Kundun is a biographical film, based on the early life of the 14th Dalai Lama and up to the time of his flight from Tibet.
- Starring: Tenzin Thutob Tsarong, Gyurme Tethong and Tenzin Kunkhyen
- Director(s): Martin Scorsese
- Producer(s): Refuge Productions
- Screenwriter(s): Melissa Mathison
- Distributor: Touchstone Pictures
- Release Date: Thursday, December 25, 1997
Featured Animal Action
The animal action is mild with the use of horses, pack mules, deer, dogs, birds, yaks, and fish in a pond. The majority of the animals are used as background atmosphere.

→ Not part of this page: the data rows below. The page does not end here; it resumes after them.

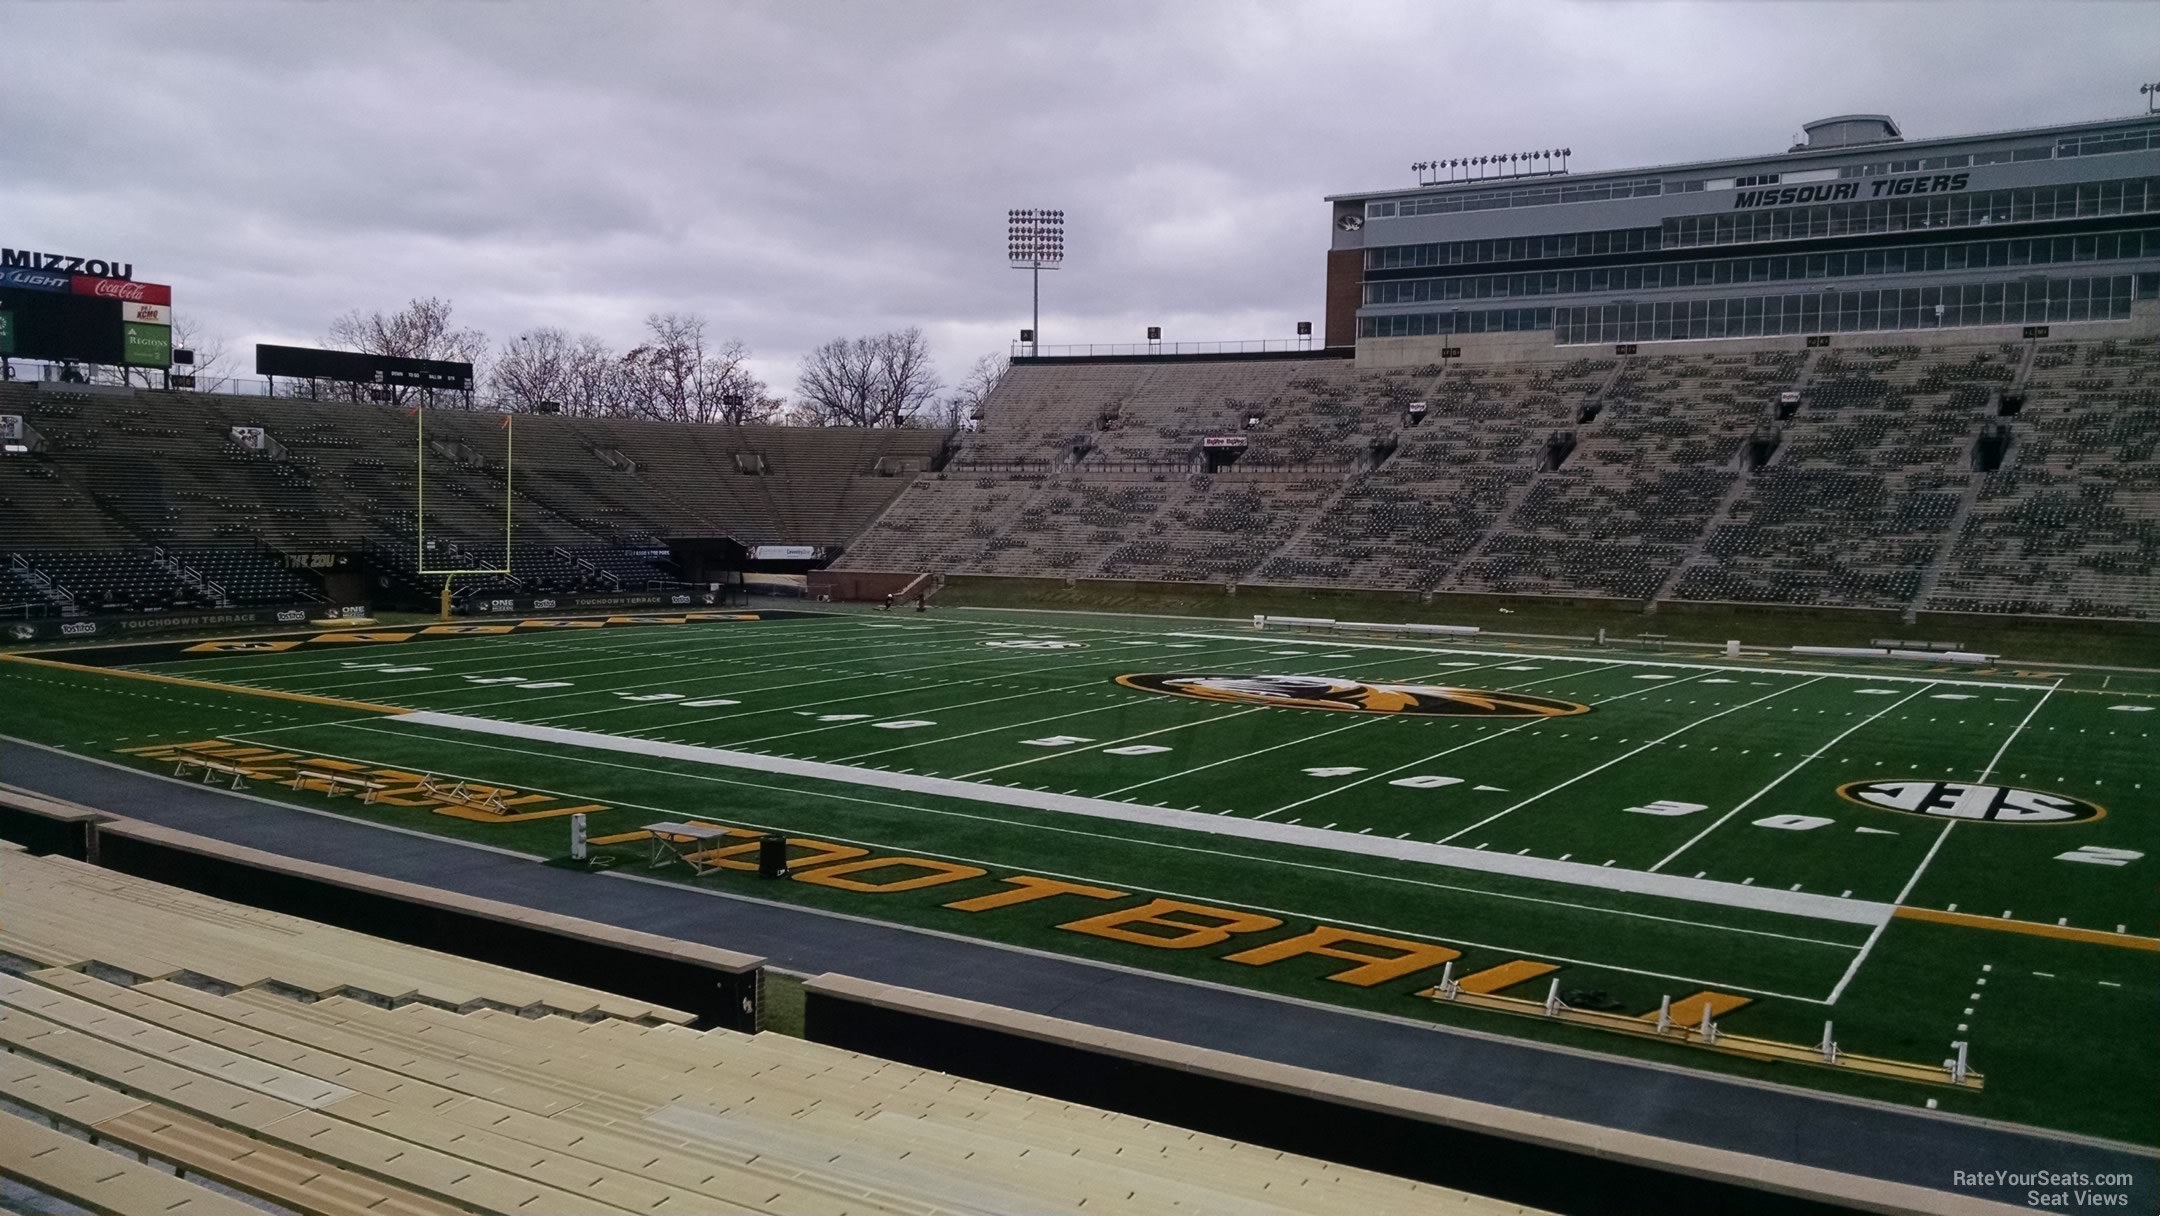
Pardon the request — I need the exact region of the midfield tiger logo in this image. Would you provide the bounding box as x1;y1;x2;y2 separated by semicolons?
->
1114;673;1590;717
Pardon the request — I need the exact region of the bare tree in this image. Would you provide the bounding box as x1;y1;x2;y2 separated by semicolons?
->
794;327;940;427
325;296;490;406
492;326;575;412
926;351;1008;431
618;313;780;425
562;333;633;418
174;317;230;387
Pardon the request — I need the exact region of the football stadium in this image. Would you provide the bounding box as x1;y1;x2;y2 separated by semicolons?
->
3;99;2157;1216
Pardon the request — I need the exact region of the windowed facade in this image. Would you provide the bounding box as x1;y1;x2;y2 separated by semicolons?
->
1366;229;2160;305
1368;227;1661;271
1359;307;1555;339
1548;276;2134;346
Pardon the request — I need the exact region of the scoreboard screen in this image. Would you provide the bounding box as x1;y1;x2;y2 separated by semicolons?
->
0;272;172;368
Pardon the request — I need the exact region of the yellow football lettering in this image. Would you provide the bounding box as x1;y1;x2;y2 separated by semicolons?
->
1059;899;1282;949
1222;926;1460;987
792;857;987;892
692;835;868;873
1641;990;1752;1023
1451;959;1559;994
944;875;1126;912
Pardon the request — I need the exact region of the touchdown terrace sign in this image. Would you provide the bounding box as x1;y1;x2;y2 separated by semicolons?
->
2;247;135;280
1733;172;1971;209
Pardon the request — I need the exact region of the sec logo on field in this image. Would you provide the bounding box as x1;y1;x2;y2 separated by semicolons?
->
982;639;1083;650
1837;779;2104;825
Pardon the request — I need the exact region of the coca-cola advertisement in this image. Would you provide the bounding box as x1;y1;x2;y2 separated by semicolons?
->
71;275;171;305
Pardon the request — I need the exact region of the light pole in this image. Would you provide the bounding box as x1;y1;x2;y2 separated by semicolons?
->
2144;82;2160;115
1008;209;1064;357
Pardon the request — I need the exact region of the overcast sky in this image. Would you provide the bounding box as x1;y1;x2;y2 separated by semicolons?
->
5;0;2156;395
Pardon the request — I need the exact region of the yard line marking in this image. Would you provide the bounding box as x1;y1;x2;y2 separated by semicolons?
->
833;643;1391;764
1826;677;2067;1005
1165;633;2049;691
389;709;1891;928
1102;717;1373;796
508;634;1171;722
957;709;1272;778
720;637;1299;747
1650;681;1934;873
153;612;872;682
0;654;412;715
1432;672;1805;844
476;632;1061;715
1979;676;2061;782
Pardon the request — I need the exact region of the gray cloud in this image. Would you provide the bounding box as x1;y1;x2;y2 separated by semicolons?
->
4;0;2154;394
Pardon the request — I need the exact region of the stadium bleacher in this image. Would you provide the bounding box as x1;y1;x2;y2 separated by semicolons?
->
0;844;1505;1216
0;384;948;615
838;336;2160;620
5;333;2156;623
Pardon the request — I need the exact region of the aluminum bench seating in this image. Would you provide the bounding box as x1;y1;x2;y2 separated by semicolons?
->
0;1050;464;1216
0;1107;269;1216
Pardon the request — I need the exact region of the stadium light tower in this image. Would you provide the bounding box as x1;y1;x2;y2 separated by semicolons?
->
1007;209;1064;357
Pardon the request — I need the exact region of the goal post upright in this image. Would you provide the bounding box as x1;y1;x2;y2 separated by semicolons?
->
413;404;515;621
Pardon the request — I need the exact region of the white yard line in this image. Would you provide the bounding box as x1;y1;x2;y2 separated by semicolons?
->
1255;662;1655;820
1647;681;1936;873
386;709;1893;929
274;617;893;690
717;638;1299;746
1978;677;2061;782
1435;674;1822;845
1104;717;1377;797
957;709;1274;778
332;625;1000;701
1166;632;2052;690
477;633;1091;718
1824;676;2065;1005
134;612;865;678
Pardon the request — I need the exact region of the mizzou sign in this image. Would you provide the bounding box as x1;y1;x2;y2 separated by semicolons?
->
1114;673;1590;718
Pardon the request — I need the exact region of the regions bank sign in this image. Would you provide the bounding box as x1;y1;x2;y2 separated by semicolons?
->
1734;172;1971;209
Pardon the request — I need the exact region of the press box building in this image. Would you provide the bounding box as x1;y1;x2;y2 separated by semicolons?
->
1324;112;2160;359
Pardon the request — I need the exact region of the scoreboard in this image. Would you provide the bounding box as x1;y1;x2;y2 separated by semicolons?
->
0;265;172;369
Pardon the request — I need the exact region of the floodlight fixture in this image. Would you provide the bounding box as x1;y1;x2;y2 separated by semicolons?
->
1008;208;1065;357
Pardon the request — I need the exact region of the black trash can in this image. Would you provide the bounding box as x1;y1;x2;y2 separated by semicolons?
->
757;834;789;879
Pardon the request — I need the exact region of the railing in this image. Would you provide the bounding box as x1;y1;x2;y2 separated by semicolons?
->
1011;340;1328;358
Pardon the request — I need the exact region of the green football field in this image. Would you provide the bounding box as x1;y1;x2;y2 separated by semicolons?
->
4;607;2155;1144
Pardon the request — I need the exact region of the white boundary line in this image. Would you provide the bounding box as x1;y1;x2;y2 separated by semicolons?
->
388;709;1893;928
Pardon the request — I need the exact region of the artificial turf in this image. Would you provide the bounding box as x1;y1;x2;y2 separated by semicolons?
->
3;605;2153;1143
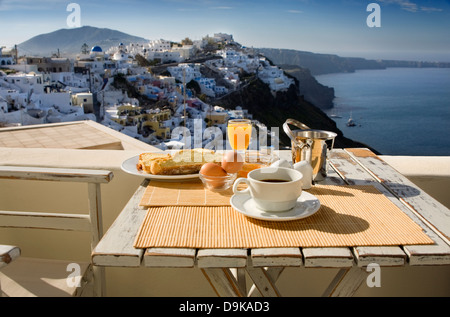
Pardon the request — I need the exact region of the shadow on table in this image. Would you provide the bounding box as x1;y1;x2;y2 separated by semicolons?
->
318;180;422;199
248;205;370;235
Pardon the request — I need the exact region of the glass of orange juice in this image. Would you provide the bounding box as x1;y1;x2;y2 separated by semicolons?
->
227;119;252;151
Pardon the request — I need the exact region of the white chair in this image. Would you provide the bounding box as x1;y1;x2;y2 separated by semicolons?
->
0;166;113;297
0;244;21;295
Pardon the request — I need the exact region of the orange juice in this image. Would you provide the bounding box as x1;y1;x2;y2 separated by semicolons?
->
227;119;252;150
237;162;264;178
237;150;274;178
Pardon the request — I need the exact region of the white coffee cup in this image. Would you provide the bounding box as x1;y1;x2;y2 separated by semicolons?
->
233;167;303;212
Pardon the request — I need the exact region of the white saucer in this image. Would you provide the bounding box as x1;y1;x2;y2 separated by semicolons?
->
230;191;321;222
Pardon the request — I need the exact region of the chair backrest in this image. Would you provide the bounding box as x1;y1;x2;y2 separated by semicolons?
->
0;166;113;296
0;245;20;270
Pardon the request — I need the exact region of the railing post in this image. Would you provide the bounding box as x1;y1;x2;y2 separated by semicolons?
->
88;182;106;297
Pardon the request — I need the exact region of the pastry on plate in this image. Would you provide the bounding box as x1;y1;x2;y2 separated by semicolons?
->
137;149;222;175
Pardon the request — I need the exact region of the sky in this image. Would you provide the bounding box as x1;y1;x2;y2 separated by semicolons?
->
1;0;450;62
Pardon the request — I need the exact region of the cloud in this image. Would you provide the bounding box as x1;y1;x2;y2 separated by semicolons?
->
287;9;303;14
420;6;443;12
380;0;418;12
379;0;443;13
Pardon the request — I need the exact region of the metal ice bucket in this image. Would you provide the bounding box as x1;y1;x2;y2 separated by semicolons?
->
283;119;337;182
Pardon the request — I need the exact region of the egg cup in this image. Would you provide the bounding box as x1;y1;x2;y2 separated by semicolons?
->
199;172;237;192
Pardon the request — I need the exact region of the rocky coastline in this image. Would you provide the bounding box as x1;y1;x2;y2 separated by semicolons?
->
213;78;379;154
257;48;450;76
281;64;335;109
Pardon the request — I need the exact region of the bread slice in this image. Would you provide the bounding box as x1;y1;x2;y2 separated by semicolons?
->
138;149;223;175
137;152;171;174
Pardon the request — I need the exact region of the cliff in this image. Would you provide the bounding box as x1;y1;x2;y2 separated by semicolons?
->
213;78;378;153
280;65;335;109
257;48;450;75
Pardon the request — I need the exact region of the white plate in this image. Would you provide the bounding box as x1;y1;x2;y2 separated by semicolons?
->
121;155;200;180
121;150;280;181
230;191;321;222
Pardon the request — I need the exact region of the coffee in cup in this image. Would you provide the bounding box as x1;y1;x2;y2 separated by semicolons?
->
232;167;303;212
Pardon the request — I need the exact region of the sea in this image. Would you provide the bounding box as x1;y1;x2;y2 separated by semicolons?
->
315;67;450;156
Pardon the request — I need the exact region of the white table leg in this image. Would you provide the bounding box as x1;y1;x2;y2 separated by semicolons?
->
246;267;284;297
322;267;368;297
201;268;246;297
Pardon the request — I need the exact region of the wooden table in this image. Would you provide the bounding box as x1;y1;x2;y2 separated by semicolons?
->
92;148;450;297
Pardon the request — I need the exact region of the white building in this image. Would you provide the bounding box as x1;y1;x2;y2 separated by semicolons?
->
213;33;234;43
107;43;133;70
217;49;294;92
112;51;129;63
150;51;182;63
258;62;294;91
90;46;106;60
76;60;106;74
0;71;95;126
219;49;260;73
214;85;228;96
195;78;216;97
0;95;8;113
0;47;14;66
2;73;44;93
171;45;196;60
50;72;89;91
167;64;202;83
107;40;190;65
148;39;171;52
71;92;94;113
145;39;182;63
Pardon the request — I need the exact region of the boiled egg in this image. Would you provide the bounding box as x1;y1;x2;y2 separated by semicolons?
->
221;151;244;174
200;162;229;189
200;163;228;177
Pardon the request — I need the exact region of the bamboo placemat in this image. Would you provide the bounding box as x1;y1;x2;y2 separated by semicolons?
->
139;180;235;206
134;184;434;249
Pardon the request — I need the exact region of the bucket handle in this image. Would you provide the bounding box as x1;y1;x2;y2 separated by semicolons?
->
283;119;311;150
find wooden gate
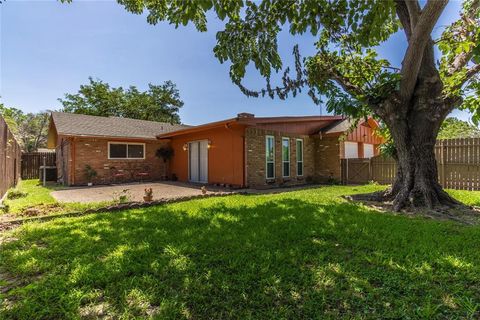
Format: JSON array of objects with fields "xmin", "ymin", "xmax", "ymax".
[
  {"xmin": 21, "ymin": 152, "xmax": 56, "ymax": 179},
  {"xmin": 341, "ymin": 158, "xmax": 371, "ymax": 184}
]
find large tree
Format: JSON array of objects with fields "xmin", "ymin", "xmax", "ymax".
[
  {"xmin": 438, "ymin": 117, "xmax": 480, "ymax": 139},
  {"xmin": 0, "ymin": 103, "xmax": 49, "ymax": 152},
  {"xmin": 59, "ymin": 78, "xmax": 184, "ymax": 124},
  {"xmin": 65, "ymin": 0, "xmax": 479, "ymax": 210}
]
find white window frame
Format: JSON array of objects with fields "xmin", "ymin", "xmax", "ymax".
[
  {"xmin": 108, "ymin": 142, "xmax": 146, "ymax": 160},
  {"xmin": 282, "ymin": 137, "xmax": 290, "ymax": 177},
  {"xmin": 296, "ymin": 139, "xmax": 304, "ymax": 176},
  {"xmin": 265, "ymin": 135, "xmax": 275, "ymax": 179}
]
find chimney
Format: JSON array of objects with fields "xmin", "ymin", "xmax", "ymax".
[{"xmin": 237, "ymin": 112, "xmax": 255, "ymax": 118}]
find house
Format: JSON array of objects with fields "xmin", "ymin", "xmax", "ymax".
[
  {"xmin": 47, "ymin": 112, "xmax": 383, "ymax": 188},
  {"xmin": 47, "ymin": 112, "xmax": 188, "ymax": 185}
]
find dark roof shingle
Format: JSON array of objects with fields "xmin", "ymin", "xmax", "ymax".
[{"xmin": 51, "ymin": 112, "xmax": 189, "ymax": 139}]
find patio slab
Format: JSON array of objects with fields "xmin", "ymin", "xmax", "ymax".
[{"xmin": 51, "ymin": 181, "xmax": 228, "ymax": 203}]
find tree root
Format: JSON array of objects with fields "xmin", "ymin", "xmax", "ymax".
[{"xmin": 347, "ymin": 189, "xmax": 480, "ymax": 225}]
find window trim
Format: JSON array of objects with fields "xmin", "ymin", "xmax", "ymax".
[
  {"xmin": 108, "ymin": 142, "xmax": 146, "ymax": 160},
  {"xmin": 296, "ymin": 139, "xmax": 304, "ymax": 177},
  {"xmin": 282, "ymin": 137, "xmax": 290, "ymax": 178},
  {"xmin": 265, "ymin": 135, "xmax": 275, "ymax": 179}
]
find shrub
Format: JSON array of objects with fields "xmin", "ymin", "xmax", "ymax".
[
  {"xmin": 0, "ymin": 203, "xmax": 10, "ymax": 213},
  {"xmin": 6, "ymin": 189, "xmax": 28, "ymax": 200},
  {"xmin": 84, "ymin": 165, "xmax": 98, "ymax": 183},
  {"xmin": 156, "ymin": 146, "xmax": 174, "ymax": 163},
  {"xmin": 112, "ymin": 189, "xmax": 132, "ymax": 204}
]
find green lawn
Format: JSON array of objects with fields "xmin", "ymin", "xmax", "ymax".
[
  {"xmin": 2, "ymin": 180, "xmax": 111, "ymax": 217},
  {"xmin": 1, "ymin": 185, "xmax": 480, "ymax": 319}
]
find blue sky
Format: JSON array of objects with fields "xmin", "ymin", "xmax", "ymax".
[{"xmin": 0, "ymin": 0, "xmax": 470, "ymax": 125}]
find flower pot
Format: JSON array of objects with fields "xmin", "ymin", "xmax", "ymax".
[{"xmin": 143, "ymin": 196, "xmax": 153, "ymax": 202}]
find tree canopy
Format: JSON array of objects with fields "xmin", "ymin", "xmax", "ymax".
[
  {"xmin": 0, "ymin": 103, "xmax": 49, "ymax": 152},
  {"xmin": 438, "ymin": 117, "xmax": 480, "ymax": 139},
  {"xmin": 59, "ymin": 78, "xmax": 184, "ymax": 124},
  {"xmin": 103, "ymin": 0, "xmax": 480, "ymax": 122}
]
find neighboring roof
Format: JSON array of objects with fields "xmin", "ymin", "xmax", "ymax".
[
  {"xmin": 322, "ymin": 118, "xmax": 354, "ymax": 135},
  {"xmin": 50, "ymin": 112, "xmax": 189, "ymax": 140},
  {"xmin": 322, "ymin": 117, "xmax": 379, "ymax": 135},
  {"xmin": 156, "ymin": 113, "xmax": 346, "ymax": 139}
]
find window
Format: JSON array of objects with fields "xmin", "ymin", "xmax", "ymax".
[
  {"xmin": 282, "ymin": 137, "xmax": 290, "ymax": 177},
  {"xmin": 265, "ymin": 136, "xmax": 275, "ymax": 179},
  {"xmin": 108, "ymin": 142, "xmax": 145, "ymax": 159},
  {"xmin": 296, "ymin": 139, "xmax": 303, "ymax": 176},
  {"xmin": 344, "ymin": 141, "xmax": 358, "ymax": 159}
]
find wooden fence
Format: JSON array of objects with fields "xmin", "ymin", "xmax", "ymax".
[
  {"xmin": 21, "ymin": 152, "xmax": 56, "ymax": 179},
  {"xmin": 0, "ymin": 116, "xmax": 22, "ymax": 199},
  {"xmin": 341, "ymin": 138, "xmax": 480, "ymax": 190}
]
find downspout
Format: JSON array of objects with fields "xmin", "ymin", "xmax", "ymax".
[{"xmin": 71, "ymin": 137, "xmax": 76, "ymax": 185}]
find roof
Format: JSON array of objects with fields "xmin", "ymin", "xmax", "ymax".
[
  {"xmin": 156, "ymin": 114, "xmax": 346, "ymax": 138},
  {"xmin": 50, "ymin": 112, "xmax": 189, "ymax": 140},
  {"xmin": 322, "ymin": 118, "xmax": 379, "ymax": 135}
]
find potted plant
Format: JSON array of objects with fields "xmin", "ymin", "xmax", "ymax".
[
  {"xmin": 156, "ymin": 146, "xmax": 174, "ymax": 180},
  {"xmin": 84, "ymin": 165, "xmax": 97, "ymax": 186},
  {"xmin": 143, "ymin": 188, "xmax": 153, "ymax": 202}
]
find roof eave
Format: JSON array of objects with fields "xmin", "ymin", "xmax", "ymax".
[
  {"xmin": 156, "ymin": 118, "xmax": 239, "ymax": 139},
  {"xmin": 56, "ymin": 132, "xmax": 160, "ymax": 141}
]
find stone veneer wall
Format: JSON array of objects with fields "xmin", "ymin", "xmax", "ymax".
[
  {"xmin": 245, "ymin": 127, "xmax": 316, "ymax": 188},
  {"xmin": 70, "ymin": 137, "xmax": 169, "ymax": 186}
]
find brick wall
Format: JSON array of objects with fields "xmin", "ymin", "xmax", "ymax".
[
  {"xmin": 245, "ymin": 127, "xmax": 315, "ymax": 188},
  {"xmin": 67, "ymin": 137, "xmax": 168, "ymax": 186},
  {"xmin": 314, "ymin": 136, "xmax": 342, "ymax": 183},
  {"xmin": 245, "ymin": 128, "xmax": 344, "ymax": 188}
]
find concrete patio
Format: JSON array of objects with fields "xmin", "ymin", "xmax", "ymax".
[{"xmin": 51, "ymin": 181, "xmax": 230, "ymax": 203}]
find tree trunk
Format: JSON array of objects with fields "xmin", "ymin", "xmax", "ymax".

There is a scene where the Dalai Lama's father is given a traditional "sky burial" where the body is dismembered and fed to vultures. The vultures were given a food substance and did what came natural when being fed with other vultures present. In another scene, the Dalai Lama is fleeing Tibet and while making his way over ice covered terrain, his horse starts to slide and then rights itself. An experienced rider directed the horse across a familiar surface. In several scenes, a mouse walks out of its hole and drinks from a chalice on the Dalai Lama's altar. There is a scene where the Dalai Lama pours red sand into a pond full of coy fish. For this scene, the sand was completely filtered and contained no additives. The fish actually seemed to like the soothing motion of the slow pouring sand. In another scene, the Dalai Lama, as a small child, finds two spiders mating and gently pulls them apart, releasing them. American Humane monitored the animal action with on set supervision in Morocco provided by the Moroccan Animal Welfare Society, SPANA (Morocco/UK).